Find your next treasure
August 25, 2011 | view archive
There is all kinds of excitement surrounding the Keno brothers’ new television show that premiered on Fox this week. “Buried Treasure” showcases regular people who may have an unknown treasure lurking in their home.
“Buried Treasure” might seem cutting edge, but it’s pretty much the same thing that Antique Helper does every day. That is, with the exception that we’re not a brand new television show airing on a major national network.
You don’t need to answer a casting call to find out the potential value your great uncle’s record collection or that old landscape painting that’s been tucked in the back of your closet for decades. We can evaluate your items and help you determine their auction value in a fuss-free environment.
If the news is good, we can help you sell your item at auction. And, sometimes the sale of an item or collection can turn into a life-changing event. We have seen our share of life-changing auction experiences over the years, and it never gets old.
Sometimes, it’s an auction centered on a single collection that literally makes front page news, like the George S. Hipp Baseball Autograph Collection, which grossed $355,000 in 2005.
This particular auction was jam packed with homeruns. But, the grand slam of the sale was this Jimmie Foxx autographed baseball, with a gavel price of $30,000.
Most of the time, it’s a single object that finds it way to our doors and manages to stand out from the crowd. We get extra excited when something that’s been in a family for years surfaces in on of our auctions.
In our August 20 Art and Antiques Auction, we were pleased to offer a Bayou landscape by American painter Joseph Rusling Meeker. It had been in the same family since its original purchase in the 19th Century and had spent the last few decades tucked in the back of the current owners’ closet.
When the consignors brought the painting to Antique Helper, they knew it had some value. But, they had no idea that it would bring a hammer price of $27,000 on auction day. You can imagine how pleased we were to share this news with them.
This was a buyer-perfect scenario. The painting was untouched and fresh-to-the market, increasing its appeal among dealers and collectors. The phrase “Fresh-to-the-market” is like music to their ears. They wait for fresh items, then, more often than not, have a bidding hay day when a sought-after item hits the auction block.
This certainly isn’t the first time we’ve seen something wonderful unfold on the auction floor. It’s nice when good things happen to regular people. Around here, it happens on a regular basis.

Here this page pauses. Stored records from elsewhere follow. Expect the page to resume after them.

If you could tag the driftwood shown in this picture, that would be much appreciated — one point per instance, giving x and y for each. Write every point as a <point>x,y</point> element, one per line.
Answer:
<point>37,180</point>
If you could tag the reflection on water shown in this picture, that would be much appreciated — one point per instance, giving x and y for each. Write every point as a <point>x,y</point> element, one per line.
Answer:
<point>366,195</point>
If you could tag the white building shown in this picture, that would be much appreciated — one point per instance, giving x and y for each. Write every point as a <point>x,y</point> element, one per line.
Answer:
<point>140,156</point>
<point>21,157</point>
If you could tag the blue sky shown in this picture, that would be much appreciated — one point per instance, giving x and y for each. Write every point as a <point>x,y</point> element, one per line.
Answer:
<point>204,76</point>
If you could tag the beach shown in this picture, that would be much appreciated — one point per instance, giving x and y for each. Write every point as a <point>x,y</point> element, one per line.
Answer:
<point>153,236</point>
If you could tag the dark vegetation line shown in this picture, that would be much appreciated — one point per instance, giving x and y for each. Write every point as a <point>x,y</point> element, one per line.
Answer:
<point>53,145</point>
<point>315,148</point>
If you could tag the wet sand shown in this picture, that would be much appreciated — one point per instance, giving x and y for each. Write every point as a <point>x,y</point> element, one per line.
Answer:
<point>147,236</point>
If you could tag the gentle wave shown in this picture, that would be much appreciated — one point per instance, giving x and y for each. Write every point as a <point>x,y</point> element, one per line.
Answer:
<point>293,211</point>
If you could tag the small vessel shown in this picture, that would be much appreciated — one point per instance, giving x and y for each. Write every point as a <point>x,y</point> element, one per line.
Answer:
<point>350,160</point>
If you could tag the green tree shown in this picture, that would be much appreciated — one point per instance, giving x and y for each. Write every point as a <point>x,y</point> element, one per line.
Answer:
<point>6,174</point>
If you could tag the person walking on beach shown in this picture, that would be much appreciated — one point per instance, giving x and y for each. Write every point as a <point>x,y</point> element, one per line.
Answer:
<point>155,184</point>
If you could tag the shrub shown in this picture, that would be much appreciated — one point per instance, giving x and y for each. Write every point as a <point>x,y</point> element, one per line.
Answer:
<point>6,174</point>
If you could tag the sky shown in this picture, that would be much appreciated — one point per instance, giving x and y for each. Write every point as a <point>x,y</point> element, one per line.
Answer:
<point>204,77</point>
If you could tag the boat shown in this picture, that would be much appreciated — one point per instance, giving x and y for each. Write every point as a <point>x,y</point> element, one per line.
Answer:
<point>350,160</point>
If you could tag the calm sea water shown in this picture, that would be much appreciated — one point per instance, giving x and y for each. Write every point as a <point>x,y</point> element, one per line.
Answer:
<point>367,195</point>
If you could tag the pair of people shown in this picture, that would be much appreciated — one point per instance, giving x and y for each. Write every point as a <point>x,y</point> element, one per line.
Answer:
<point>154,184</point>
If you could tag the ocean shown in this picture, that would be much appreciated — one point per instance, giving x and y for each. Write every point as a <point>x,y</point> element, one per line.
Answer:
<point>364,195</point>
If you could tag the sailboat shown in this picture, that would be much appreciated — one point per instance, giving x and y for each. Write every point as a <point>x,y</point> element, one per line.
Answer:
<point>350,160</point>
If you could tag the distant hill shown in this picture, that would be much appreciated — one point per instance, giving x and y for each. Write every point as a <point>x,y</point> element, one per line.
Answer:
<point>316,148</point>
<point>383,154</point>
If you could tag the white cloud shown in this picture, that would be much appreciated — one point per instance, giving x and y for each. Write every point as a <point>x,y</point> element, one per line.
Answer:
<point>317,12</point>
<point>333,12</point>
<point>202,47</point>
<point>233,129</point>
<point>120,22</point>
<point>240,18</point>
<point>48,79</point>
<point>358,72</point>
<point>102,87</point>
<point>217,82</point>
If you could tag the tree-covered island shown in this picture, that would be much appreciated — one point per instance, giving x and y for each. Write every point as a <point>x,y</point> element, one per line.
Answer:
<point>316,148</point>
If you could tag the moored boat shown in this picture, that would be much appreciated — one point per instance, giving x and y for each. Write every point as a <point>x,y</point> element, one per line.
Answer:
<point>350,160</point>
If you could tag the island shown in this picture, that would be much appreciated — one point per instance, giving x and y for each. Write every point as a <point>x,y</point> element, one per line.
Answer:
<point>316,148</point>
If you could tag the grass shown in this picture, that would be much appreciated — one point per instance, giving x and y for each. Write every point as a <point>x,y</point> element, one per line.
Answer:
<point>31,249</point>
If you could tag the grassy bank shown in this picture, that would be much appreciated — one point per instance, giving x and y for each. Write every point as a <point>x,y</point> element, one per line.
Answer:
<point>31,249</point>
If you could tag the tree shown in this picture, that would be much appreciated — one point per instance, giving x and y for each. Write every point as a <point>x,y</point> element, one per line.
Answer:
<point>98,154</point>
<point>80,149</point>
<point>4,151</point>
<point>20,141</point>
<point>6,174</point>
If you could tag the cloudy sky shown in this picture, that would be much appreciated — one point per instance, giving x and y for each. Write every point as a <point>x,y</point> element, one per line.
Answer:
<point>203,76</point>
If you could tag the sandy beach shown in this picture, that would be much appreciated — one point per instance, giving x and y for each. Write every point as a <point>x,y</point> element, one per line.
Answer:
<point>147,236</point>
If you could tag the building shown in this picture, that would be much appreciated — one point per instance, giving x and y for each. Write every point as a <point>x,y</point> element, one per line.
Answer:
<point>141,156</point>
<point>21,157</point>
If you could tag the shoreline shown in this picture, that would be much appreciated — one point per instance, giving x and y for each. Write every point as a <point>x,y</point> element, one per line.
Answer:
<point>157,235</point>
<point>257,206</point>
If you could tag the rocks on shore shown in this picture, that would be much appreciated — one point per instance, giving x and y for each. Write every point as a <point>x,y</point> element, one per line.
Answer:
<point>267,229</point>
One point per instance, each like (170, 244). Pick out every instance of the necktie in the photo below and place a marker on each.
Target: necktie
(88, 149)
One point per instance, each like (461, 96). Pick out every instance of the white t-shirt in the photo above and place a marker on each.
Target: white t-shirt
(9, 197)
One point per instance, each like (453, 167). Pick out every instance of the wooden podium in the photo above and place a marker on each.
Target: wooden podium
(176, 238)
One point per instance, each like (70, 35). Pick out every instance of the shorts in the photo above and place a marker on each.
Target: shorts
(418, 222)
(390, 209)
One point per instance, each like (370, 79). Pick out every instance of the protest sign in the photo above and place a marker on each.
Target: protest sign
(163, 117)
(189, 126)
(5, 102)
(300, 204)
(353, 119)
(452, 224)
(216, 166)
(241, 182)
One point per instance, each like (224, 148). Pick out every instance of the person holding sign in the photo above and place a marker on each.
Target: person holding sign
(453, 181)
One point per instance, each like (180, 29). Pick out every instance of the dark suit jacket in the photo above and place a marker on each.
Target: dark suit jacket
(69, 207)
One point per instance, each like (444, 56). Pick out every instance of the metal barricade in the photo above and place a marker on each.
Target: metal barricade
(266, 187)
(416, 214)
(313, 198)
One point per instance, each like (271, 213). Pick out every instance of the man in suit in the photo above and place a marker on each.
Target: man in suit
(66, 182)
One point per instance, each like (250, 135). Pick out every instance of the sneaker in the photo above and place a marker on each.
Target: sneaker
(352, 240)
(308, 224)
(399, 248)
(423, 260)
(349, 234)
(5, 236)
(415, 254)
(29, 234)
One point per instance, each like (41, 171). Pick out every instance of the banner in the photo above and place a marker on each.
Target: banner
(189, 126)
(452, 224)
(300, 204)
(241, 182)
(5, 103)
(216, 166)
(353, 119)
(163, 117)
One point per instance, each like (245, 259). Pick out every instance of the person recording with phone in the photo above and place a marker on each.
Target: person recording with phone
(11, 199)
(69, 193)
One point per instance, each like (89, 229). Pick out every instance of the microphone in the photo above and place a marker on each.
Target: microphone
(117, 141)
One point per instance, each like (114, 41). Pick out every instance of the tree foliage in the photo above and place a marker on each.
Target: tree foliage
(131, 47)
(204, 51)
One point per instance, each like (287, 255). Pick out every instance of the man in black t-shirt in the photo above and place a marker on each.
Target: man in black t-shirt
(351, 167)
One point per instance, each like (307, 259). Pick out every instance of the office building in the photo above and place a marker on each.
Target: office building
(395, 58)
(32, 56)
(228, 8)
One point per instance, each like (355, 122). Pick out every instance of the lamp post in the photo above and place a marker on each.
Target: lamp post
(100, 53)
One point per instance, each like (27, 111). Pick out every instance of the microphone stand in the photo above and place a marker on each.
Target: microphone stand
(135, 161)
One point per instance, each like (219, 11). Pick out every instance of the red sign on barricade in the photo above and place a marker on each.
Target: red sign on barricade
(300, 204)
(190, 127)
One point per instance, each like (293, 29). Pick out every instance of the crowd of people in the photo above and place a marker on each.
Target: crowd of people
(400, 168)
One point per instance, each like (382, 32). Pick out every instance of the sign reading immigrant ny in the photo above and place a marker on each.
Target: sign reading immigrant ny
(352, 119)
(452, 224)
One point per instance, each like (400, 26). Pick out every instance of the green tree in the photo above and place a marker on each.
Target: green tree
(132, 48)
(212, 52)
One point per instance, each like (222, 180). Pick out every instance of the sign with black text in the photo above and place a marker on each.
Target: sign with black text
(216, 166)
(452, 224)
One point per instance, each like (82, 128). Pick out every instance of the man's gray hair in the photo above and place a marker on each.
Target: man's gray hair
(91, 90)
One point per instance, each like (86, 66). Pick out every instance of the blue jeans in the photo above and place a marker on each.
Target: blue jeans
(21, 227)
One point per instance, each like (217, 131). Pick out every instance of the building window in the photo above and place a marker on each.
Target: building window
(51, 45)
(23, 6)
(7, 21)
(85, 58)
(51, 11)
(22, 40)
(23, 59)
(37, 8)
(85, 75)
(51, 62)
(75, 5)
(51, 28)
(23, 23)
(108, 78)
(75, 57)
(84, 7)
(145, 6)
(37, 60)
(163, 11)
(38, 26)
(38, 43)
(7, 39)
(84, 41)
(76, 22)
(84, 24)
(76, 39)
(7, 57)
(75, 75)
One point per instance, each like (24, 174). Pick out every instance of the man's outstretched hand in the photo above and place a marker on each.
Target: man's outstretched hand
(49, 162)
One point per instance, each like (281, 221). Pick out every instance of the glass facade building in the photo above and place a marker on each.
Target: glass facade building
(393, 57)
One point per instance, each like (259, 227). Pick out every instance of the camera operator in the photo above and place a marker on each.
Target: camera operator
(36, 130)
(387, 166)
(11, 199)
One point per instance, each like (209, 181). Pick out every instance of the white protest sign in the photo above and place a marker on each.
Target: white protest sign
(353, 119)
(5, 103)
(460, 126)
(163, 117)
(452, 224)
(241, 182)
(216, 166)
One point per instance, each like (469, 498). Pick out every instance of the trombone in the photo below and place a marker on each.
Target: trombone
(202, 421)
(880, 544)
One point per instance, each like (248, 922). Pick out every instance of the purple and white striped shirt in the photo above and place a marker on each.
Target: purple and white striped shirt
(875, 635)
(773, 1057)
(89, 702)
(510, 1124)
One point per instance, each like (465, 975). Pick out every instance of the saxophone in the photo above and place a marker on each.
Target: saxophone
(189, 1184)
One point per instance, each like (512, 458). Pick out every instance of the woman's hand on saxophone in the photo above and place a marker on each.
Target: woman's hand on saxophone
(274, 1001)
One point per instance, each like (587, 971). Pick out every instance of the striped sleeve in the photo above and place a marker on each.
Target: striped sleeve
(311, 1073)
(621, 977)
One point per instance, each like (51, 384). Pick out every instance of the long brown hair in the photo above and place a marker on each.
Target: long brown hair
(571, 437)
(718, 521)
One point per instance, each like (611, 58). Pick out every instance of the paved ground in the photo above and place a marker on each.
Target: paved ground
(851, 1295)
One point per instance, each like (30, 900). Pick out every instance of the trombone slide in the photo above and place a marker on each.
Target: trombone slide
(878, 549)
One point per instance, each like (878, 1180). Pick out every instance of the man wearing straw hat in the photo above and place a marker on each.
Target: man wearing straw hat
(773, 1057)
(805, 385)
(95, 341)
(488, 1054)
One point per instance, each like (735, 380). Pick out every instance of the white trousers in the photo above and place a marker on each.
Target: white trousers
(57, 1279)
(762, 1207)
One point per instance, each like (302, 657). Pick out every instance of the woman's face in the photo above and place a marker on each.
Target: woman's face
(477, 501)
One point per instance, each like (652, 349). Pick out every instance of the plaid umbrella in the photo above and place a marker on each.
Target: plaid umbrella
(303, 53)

This large Overbeck pottery vase was discovered by a consignor in a thrift store in 2005. They realized it was something special, and brought it to Antique Helper for auction. Imagine their delight when it exceeded expectations, bringing $11,000 on auction day.
Sometimes, the sale of an item spawns fresh consignments of similar objects. That was certainly the case when this Tsugouharu Foujita portfolio book of cats came our way in 2005. When it brought an impressive $22,500, it triggered a chain reaction down the road, attracting another such portfolio, selling for $18,000 in November of 2009, and still another, which sold for $22,000 in January of 2010.
This fabulous Louis Vuitton steamer trunk once belonged to the stepson of Robert Louis Stevenson. But, it was discovered in a more modest setting in rural Indiana before it came to auction. All of the right people knew it was here, and a bidding war ensued, driving the price to a sturdy $8,000 before the hammer dropped. You know that made another consignor very happy.
This trunk followed a line of other, equally fabulous LV trunks that have come our way over the years, each one with its own particular pedigree. The first, sold in January 2006, once belonged to William Randolph Hearst’s mother. It brought $5,500. The other, offered in March of 2006, belonged to a former showgirl, and came packed with her costumes and correspondence.
That chain-reaction is still active. Coming up in our Sept. 17 Art and Antiques Auction, we have another fabulous steamer trunk. At first glance, it could easily be mistaken as another Louis Vuitton flat top trunk, but this one is the workmanship of another high-end French luggage maker, Goyard. Like the Vuitton trunks, it exemplifies the heart of early 20th Century luxury. We’re looking forward to seeing how this trunk fairs compared to the Vuitton specimens.
Of course, we will never forget the amazing English oak dinging table by George Nakashima that came our way in 2008. This treasure had been in the same family since it was originally commissioned by the famed furniture designer in the 1950s. News of this fantasitic piece spread quickly, and bidders traveled great distance to see the table up close. We made yet another consignor very happy when the bidding closed at $34,000.
Each of these treasures was discovered in an unassuming place, sometimes tucked away and forgotten until it found the light of day at Antique Helper. People make new discoveries every day. And, sometimes, pulling an old forgotten object out to greet the sunshine is the first step toward auction success.
Now, it's your turn. I wonder what treasures might be hiding in plain sight where you live?